Transplantability of allogeneic mesenchymal stem cells (MSCs) as a stable engraftment and participation in physiological renewal of bone marrow (BM) stroma remains an open question. We hypothesized that a necessary condition for successful MSCs transplantation is the prior significant damage to the recipient's BM stroma. To test this, BM derived from male B10 mice was injected intravenously into syngeneic female mice irradiated with 6.5 Gy and 13 Gy, and unirradiated individuals.

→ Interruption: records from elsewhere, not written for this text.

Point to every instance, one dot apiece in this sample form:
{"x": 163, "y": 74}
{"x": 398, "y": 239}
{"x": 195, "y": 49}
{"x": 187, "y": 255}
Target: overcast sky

We measured donor chimerism 30 days after irradiation in recipients' bones by RQ-PCR and in BM CFU-Fs by ddPCR. The ratio of PCR signals from single-copy Y chromosome-linked Prssly gene and autosomal Gapdh gene was used to determine donor chimerism. None of the non-irradiated recipients had donor cells in the BM subpopulation under study. In the group of recipients irradiated at a dose of 6.5 Gy, donor cells were detected at 0.16% in BM of only one animal. Increasing the radiation dose resulted in a significant increase in donor chimerism among BM stromal cells: it was 11% and 14% in two survived animals of this group. Donor chimerism in the bones of unirradiated recipients was not observed in any of the 15 samples. It was detected in only 2/18 bones of recipients irradiated with 6.5 Gy (0.8% and 1%). The median donor chimerism in bones of recipients irradiated with 13 Gy was 15%. We conclude that the condition for successful engraftment of donor stromal progenitor cells is prior damage to the recipient's BM stroma. Development of protocols of MSCs and HSCs co-transplantation, when full donor chimerism of hematopoietic and stromal tissue will be observed in recipient BM, is feasible. It will allow to increase the efficiency of therapy of malignant and other diseases of blood system, for which allogeneic BM transplantation is indicated, as well as patients with impaired stroma function such as osteogenesis imperfecta and congenital generalized lipodystrophy.